Surface expression of biotinylated HeV F proteins. Wt HeV F and the CBF₁ mutants were expressed in BSR cells. Cells were labeled overnight with Tran[³⁵S] and chased for 2h. Samples were biotinylated and immunoprecipitated as total and surface populations as described in Experimental Procedures. Samples were separated on a 15% SDS-polyacrylamide gel under reducing conditions and analyzed by use of the Storm or Typhoon system.
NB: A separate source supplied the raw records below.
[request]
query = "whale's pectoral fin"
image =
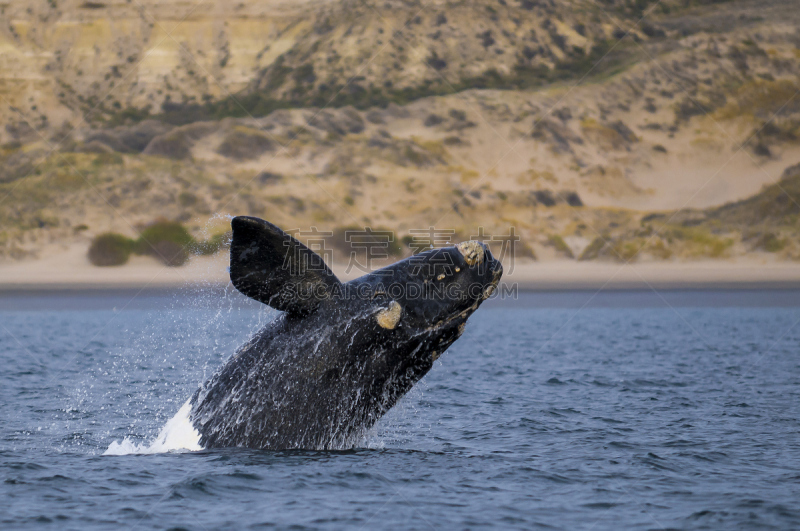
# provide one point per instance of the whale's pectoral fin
(272, 267)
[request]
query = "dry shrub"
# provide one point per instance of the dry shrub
(110, 249)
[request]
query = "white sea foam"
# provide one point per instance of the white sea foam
(178, 434)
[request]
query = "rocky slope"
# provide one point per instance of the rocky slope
(337, 114)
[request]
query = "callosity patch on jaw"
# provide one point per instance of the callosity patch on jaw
(472, 251)
(389, 317)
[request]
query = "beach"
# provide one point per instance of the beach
(70, 270)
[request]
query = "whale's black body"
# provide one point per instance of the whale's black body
(341, 354)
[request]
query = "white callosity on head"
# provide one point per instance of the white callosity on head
(472, 251)
(389, 317)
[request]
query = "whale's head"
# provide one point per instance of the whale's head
(385, 329)
(435, 289)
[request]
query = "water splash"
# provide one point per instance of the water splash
(177, 435)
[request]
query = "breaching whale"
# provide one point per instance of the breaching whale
(341, 354)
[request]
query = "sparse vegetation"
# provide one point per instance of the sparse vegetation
(110, 249)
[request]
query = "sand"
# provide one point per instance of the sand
(71, 270)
Fusion promotion by HeV F G380A

The fusogenically active form of the F protein exists as a proteolytically cleaved trimer on the cell surface. Since the majority of CBF₁ mutations resulted in misfolded F proteins which were neither proteolytically processed nor expressed on the cell surface, these mutants were not assayed for fusion promotion activity. However, HeV F mutant G380A was expressed on the cell surface in a cleaved form at levels comparable to the wt protein, and this mutant was therefore examined for its ability to induce the formation of giant multi-nucleated cells termed syncytia. To examine well-defined syncytia in the absence of vaccinia virus infection, HeV F G380A was expressed using the pCAGGS plasmid, which allows for high-level expression from a chicken actin promoter (44). Expression assays confirmed that HeV F G380A was proteolytically processed after expression in this system (data not shown). Membrane fusion promoted by the Hendra virus F protein requires expression of the attachment protein G (45). Therefore, expression of HeV F alone, without co-expression of HeV G, was used as a negative control for syncytium formation. HeV F G380A did display the formation of syncytia in transfected BHK 21F cells, although they were slightly smaller and in fewer numbers than those seen for wt HeV F (Figure 4). The reduced fusion seen for G380A was not due to a reduced surface expression of HeV F G380A, as this mutant was shown to be expressed on the cell surface at slightly higher than wild-type HeV F levels in the pCAGGS system (data not shown), suggesting a slight fusion defect for this mutant.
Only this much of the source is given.